At the end of 2012, the architecture media was in an uproar by this der Spiegel article about a copycat building of Zaha Hadid’s SOHO Beijing hotel being built by a developer in Chongqing, China. At the time, I wrote my own response that referenced several other articles and photo galleries posted by architectural media sites comparing other buildings these publications presented as copycats of each other. My gut reaction to many of these pairings was “Really?” In other words, can two buildings that are built in different parts of the world, by different architects, for different clients, for different programmatic uses, that look somewhat similar in a photograph really be called copycats of each other? Isn’t architecture more than just a single photographic angle?
To explore whether there was any basis for this idea of copycat architecture, I researched several of the projects compared by Architizer to determine whether or not their examples really constituted copycat architecture and presented them to our office in an Architecture Forum. Between each set of buildings I compared six characteristics that impact how we actually experience buildings, in addition to the exterior image that is often the sole characteristic presented by the architectural media. These characteristics include each building’s regional context, immediate context (or site), scale, program, relationship between interior and exterior and material. The more of these characteristics that the case study projects shared the closer one’s experience of those buildings might be. With the exception of the Hadid SOHO Beijing pairing, the experience of architecture is so multi-faceted and layered that calling the other examples copycat architecture shows a shallowness of understanding that we as architects would hope the architectural media and public would be better educated than to promote.
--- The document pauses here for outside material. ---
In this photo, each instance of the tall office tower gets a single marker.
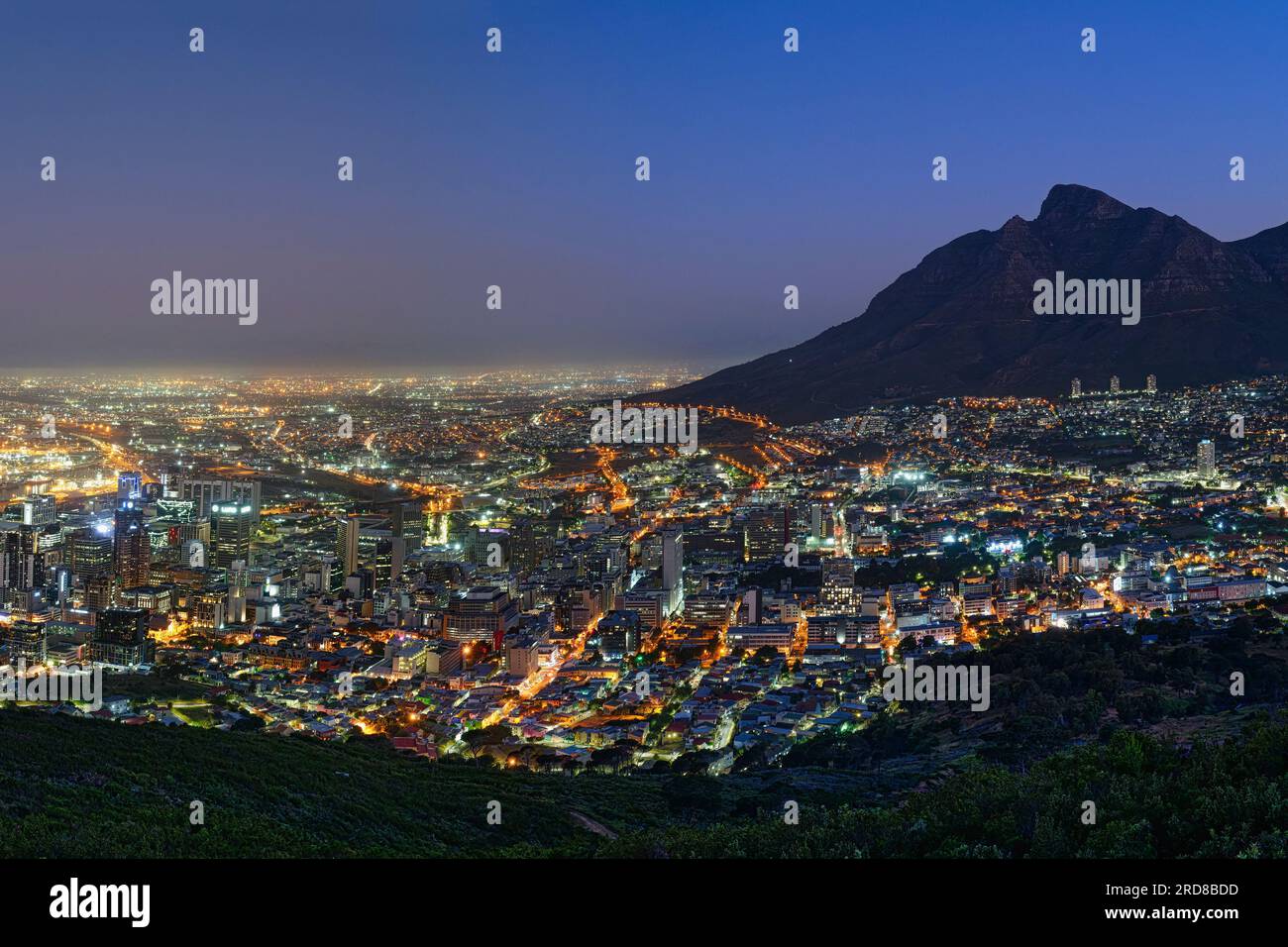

To view my presentation, click here.
The discussion that followed in the Architecture Forum was thought provoking and wide ranging. Most of the participants agreed that labeling these projects as copycat architecture was, for most part, irrelevant to the experience of those buildings. From there the conversation developed to cover a wide range of issues related to image, experience of architecture and innovation. A few highlights from our discussion:
- Whether architecture firms need to protect our designs and intellectual property.
- As a profession we need to do a better job of educating the public about the value of architects and architecture so that the average person has an understanding of the variety of considerations that contribute to making an individual work of architecture.
- The role that the quality of details and materials play in our experience of architecture.
- How innovation relates to the idea of copying and the difference between spending the time to design a high quality and innovative building and copying.
- The historic role of copying buildings, styles and techniques in architecture and the relationship of that tradition to modern practice and innovation.
The conversation was multi-faceted, but at the core, we agreed while the architectural media, and even sometimes clients, might want a unique image for their building, when faced with the fact that there are other buildings out there that may look somewhat similar to our own, the response of most architects is: “Who cares?”